Denizden “beklenebilecek” tüm imaj ve motifleri dokuyarak sıkı bir mitos, sıkı bir evren inşa eden Karayip Korsanları serisinde dikkati çeken bir diğer husus ise postmodern edebiyatla iyice yerleşen “anti kahraman” olgusunun başarıyla işlenmesidir. Tarihî olarak Karayipler’deki iki hâkim güçten biri olan İspanyollar korsanlığa tamamen karşıyken İngilizler korsanlardan yararlanmakta, onlarla ilişki kurmakta ve zaman zaman benzer metotlar kullanabilmekteydi. Bu sebeple, konusu korsanlar olan bu filmde İspanyollar silik şekilde temsil edilirken İngilizler ön plana alınmıştır. İngilizler ve korsanların ilişkisi, yer yer benzer hedef ve ihtirasları kovalamaları açısından iki farklı tür korsanın ilişkisi olarak gösterilmiştir. İlaveten, normatif olarak gayet “iyi” olan Salazar (çünkü korsanları yok edip düzeni sağlamak istemektedir), filmin kötü adamı olarak karşımızdadır. Buna ilaveten, korsan olan Jack Sparrow hiçbir fedakâr yahut alicenap davranış içinde olmasa da zararsız ve “iyi” olarak tasvir edilmiştir.
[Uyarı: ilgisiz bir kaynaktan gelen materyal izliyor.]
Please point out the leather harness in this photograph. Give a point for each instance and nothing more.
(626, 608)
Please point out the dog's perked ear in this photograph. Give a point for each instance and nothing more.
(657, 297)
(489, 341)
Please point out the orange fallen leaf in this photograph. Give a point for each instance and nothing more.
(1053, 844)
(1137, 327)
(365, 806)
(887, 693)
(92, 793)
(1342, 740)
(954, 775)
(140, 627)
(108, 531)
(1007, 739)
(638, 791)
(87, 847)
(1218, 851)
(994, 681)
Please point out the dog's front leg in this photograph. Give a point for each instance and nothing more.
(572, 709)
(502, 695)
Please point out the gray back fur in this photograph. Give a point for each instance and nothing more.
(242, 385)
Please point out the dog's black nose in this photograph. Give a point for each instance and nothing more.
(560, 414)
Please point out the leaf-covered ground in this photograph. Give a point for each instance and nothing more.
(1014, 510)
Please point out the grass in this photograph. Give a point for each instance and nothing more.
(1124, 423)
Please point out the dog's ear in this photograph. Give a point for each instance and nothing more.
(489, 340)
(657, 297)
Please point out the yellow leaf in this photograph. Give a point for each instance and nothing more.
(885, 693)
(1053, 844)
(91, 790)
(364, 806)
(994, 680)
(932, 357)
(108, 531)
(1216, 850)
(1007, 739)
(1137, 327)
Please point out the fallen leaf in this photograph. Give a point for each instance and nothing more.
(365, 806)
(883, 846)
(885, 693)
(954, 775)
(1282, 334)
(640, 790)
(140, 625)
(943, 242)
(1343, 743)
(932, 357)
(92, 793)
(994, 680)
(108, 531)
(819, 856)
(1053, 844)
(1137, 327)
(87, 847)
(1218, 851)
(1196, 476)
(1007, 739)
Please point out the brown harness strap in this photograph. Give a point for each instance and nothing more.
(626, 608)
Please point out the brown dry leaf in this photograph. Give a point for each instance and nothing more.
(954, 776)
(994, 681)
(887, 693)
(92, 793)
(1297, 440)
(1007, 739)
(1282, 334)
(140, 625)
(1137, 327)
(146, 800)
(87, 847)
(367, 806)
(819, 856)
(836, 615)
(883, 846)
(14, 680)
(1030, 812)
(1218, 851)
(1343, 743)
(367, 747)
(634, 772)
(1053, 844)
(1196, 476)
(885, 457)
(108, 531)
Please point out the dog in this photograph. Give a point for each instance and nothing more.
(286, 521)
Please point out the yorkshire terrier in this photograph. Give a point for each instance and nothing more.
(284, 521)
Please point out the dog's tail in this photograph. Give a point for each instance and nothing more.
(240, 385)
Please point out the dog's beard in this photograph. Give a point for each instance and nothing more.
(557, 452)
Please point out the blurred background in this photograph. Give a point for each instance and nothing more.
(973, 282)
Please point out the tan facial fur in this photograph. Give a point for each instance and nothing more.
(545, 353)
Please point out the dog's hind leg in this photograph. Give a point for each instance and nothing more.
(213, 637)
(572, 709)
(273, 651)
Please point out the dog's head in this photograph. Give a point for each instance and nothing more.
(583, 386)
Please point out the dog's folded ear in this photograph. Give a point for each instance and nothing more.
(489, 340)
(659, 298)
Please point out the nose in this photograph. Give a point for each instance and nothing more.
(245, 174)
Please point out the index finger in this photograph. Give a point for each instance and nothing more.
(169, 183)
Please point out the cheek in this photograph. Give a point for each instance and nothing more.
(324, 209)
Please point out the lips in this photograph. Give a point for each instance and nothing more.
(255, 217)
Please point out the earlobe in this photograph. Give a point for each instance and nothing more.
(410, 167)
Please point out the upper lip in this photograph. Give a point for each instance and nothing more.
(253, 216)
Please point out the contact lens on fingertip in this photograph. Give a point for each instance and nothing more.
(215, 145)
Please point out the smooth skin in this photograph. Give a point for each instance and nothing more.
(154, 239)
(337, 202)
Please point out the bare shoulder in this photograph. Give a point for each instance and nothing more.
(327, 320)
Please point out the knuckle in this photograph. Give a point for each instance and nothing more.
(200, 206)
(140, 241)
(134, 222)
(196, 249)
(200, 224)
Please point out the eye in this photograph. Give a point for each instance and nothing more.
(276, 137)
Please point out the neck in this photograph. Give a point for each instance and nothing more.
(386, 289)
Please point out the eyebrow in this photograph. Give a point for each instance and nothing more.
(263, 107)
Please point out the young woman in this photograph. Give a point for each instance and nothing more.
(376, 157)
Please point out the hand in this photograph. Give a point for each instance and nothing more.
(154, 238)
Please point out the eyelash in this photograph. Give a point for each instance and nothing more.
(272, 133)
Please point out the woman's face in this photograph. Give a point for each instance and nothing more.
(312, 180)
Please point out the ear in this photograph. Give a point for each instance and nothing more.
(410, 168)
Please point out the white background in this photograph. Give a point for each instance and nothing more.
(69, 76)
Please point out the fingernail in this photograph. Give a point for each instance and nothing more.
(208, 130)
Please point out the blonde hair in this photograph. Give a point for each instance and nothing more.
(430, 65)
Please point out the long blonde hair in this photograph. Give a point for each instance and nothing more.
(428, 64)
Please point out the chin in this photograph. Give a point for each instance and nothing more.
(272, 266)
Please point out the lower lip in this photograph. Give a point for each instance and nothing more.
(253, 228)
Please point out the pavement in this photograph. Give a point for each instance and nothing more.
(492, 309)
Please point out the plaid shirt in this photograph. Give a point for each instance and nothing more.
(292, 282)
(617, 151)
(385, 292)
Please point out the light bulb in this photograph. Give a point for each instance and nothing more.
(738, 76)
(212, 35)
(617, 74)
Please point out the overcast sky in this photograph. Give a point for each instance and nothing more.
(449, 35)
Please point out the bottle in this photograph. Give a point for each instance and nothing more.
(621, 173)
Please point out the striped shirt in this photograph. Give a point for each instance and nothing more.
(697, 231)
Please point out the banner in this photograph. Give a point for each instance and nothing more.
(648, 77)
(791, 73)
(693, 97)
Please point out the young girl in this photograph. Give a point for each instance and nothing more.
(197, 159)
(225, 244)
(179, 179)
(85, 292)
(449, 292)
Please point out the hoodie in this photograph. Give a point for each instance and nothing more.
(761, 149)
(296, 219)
Sonuç: “Eski Hikâyenin Rüzgârıyle”
Karayip Korsanları serisi yoğun evren ve mitos inşasının yanına diegetiği koyar. Yani “gerçek tarihi” değil bir tarih yorumunu, yaşanmış değil yaşanmamış olayı anlatan bir anlatım tarzını benimser. Ancak serinin başarısı bunlarla sınırlı değildir. “Beklenti ufku” mefhumunun sınırlarını zorlayarak epik, pikaresk, fantastik edebî türleri bir araya getirerek büyük bir mesajı olmayan ancak “teknik olarak” hikâye anlatma sanatının uçlarında gezinen bir anlatı ortaya konmuştur.
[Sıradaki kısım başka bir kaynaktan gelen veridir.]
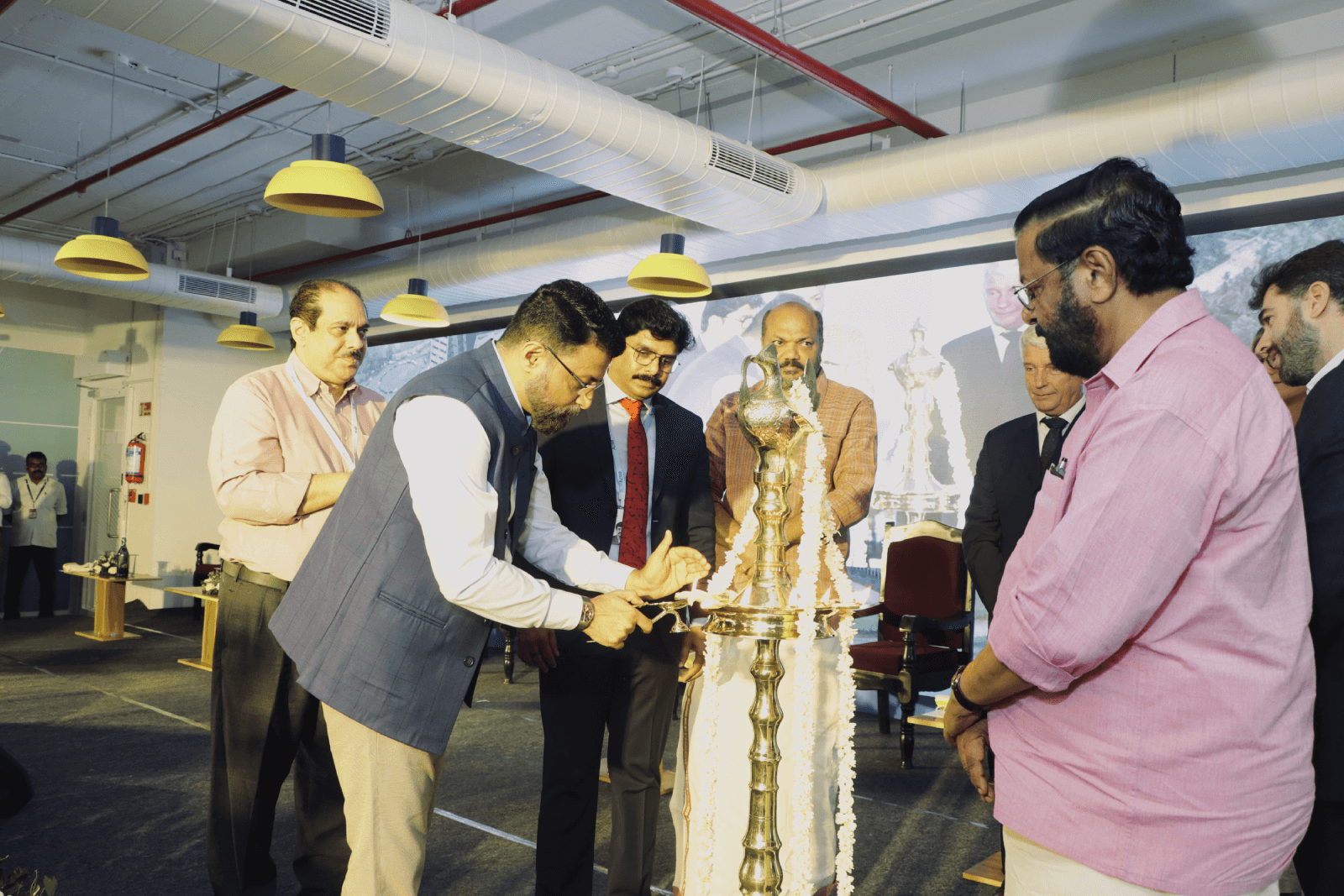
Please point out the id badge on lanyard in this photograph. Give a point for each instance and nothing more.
(326, 423)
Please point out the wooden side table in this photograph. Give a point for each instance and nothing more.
(207, 631)
(109, 616)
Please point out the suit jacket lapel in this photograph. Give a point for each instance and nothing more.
(596, 422)
(662, 449)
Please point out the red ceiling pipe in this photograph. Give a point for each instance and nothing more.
(820, 140)
(80, 186)
(551, 206)
(772, 46)
(436, 234)
(463, 7)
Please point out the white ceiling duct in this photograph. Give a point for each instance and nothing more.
(405, 65)
(33, 262)
(1256, 120)
(1247, 121)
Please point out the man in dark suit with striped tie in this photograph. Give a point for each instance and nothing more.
(1012, 464)
(628, 470)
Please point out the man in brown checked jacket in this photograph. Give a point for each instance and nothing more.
(851, 432)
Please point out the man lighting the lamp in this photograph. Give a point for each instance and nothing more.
(1148, 678)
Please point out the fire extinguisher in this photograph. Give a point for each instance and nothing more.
(136, 458)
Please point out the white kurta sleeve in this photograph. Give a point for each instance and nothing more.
(447, 457)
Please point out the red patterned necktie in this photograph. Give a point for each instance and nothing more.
(635, 548)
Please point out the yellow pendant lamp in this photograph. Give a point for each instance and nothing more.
(102, 254)
(324, 184)
(671, 273)
(246, 335)
(414, 308)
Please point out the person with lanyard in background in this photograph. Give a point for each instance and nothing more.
(286, 441)
(40, 501)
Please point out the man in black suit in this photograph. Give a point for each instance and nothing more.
(598, 470)
(1012, 463)
(987, 363)
(1301, 302)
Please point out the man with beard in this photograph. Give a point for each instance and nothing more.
(389, 616)
(1149, 672)
(850, 427)
(284, 445)
(1301, 302)
(987, 363)
(628, 469)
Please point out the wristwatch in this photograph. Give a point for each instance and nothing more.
(586, 617)
(965, 703)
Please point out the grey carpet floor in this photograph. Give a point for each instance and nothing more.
(114, 739)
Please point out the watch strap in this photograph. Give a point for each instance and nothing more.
(961, 698)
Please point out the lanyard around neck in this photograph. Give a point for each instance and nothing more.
(326, 423)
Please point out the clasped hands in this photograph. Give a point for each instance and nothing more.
(667, 571)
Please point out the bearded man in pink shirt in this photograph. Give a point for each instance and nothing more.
(1149, 676)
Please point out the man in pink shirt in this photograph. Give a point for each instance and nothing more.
(1149, 671)
(286, 441)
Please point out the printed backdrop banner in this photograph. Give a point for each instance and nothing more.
(937, 351)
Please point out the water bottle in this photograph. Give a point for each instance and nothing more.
(123, 560)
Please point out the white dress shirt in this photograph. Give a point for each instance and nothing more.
(1072, 414)
(46, 500)
(1003, 336)
(618, 421)
(1330, 365)
(447, 456)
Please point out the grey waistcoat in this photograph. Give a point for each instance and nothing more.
(365, 620)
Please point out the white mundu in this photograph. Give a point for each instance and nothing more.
(732, 770)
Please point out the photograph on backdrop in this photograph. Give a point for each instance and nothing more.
(937, 351)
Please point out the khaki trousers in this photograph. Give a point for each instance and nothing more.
(389, 804)
(1034, 871)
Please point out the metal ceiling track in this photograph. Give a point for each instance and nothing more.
(799, 60)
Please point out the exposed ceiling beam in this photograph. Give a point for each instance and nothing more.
(772, 46)
(81, 186)
(551, 206)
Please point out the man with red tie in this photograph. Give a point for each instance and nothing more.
(627, 473)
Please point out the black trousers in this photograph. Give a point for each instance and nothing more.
(1320, 856)
(595, 689)
(45, 562)
(261, 725)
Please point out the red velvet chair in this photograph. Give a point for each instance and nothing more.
(927, 622)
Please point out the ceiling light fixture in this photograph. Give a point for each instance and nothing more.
(324, 184)
(246, 335)
(414, 308)
(104, 254)
(671, 273)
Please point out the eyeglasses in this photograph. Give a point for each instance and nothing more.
(1027, 295)
(585, 389)
(644, 356)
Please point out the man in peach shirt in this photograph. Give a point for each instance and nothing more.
(286, 441)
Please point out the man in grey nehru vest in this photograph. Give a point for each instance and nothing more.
(390, 611)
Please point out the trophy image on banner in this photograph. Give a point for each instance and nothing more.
(781, 423)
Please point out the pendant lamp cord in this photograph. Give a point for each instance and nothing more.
(112, 137)
(752, 107)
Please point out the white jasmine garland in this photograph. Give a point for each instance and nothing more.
(707, 723)
(844, 804)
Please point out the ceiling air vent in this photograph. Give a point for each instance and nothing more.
(192, 285)
(752, 165)
(365, 16)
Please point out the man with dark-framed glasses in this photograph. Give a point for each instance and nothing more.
(631, 469)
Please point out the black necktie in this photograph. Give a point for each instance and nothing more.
(1054, 443)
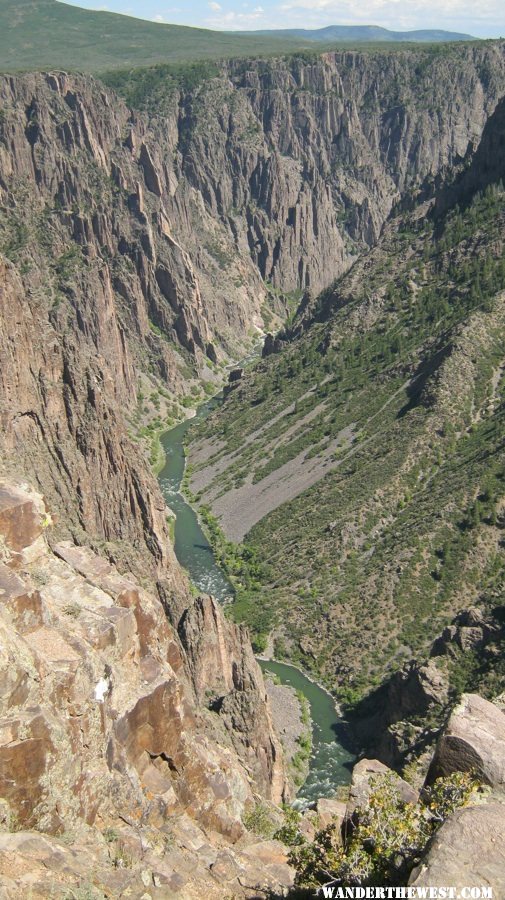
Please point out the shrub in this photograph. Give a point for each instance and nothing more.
(388, 841)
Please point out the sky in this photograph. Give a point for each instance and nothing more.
(481, 18)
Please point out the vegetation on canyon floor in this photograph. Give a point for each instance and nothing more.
(399, 395)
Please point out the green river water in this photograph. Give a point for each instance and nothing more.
(331, 761)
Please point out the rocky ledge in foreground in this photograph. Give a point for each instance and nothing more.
(115, 776)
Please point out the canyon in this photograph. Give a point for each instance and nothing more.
(154, 227)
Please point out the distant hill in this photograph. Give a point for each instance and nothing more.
(365, 33)
(45, 34)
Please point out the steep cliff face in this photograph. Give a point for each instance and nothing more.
(106, 737)
(140, 242)
(303, 159)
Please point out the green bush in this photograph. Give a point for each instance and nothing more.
(388, 841)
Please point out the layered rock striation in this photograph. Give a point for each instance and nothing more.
(105, 735)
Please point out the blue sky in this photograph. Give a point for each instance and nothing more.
(482, 18)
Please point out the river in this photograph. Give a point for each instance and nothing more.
(330, 761)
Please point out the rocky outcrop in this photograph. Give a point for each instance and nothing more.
(101, 732)
(364, 774)
(468, 850)
(412, 693)
(226, 675)
(473, 741)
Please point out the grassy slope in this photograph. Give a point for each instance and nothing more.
(45, 34)
(362, 571)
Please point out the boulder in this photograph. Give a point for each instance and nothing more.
(330, 810)
(467, 851)
(473, 741)
(363, 775)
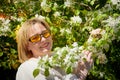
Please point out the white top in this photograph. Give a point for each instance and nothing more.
(25, 72)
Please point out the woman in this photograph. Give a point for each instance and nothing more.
(34, 40)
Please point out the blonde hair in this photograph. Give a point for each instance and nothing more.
(22, 38)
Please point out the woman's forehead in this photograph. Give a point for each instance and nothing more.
(36, 29)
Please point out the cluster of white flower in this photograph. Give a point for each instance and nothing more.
(65, 31)
(39, 16)
(4, 28)
(56, 14)
(117, 3)
(76, 19)
(67, 3)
Yukarıda çizdiğim kavramsal tabloya bakarsak, bir anlatıya kıymet katan şeyin sanatçının yenilikleri ve yaratıcılığı olduğu kadar gelenek ve beklentilere sadakati olduğunu görürüz. Bu bağlamda, Karayip Korsanları serisinin “anatomisini” ele aldığımız zaman, bu serinin en kadim ve köklü hikâye anlatma arketiplerinden Câm-ı Cem’i (The Holy Grail - Kutsal Kase) onurlandırdığını fark ederiz. Her Karayip Korsanları filminde, birbirinden daha ahlaklı veya daha “iyi” olmayan taraflar kazananı nihai mutluluğa ulaştıracak mitolojik bir ödülün peşinden koşarlar. Bu ödül kâh Aztek altınları, kâh Davy Jones’un kalbi, kâh Gençlik Pınarı, kâh Poseidon’un Mızrağı’dır. Bu tasarım, hikâyeye temel bir gerilim ekleme stratejisi olduğu kadar, hem modern korsan hikâyelerinin ilk örneklerinden Robert Louis Stevenson’ın 1883 tarihli Treasure Island (Hazine Adası) romanına dek giden bir geleneğin, hem de halk hikâyesi geleneğinin en temel arketiplerinden birinin (Câm-ı Cem) rüzgarını ardına almaktadır.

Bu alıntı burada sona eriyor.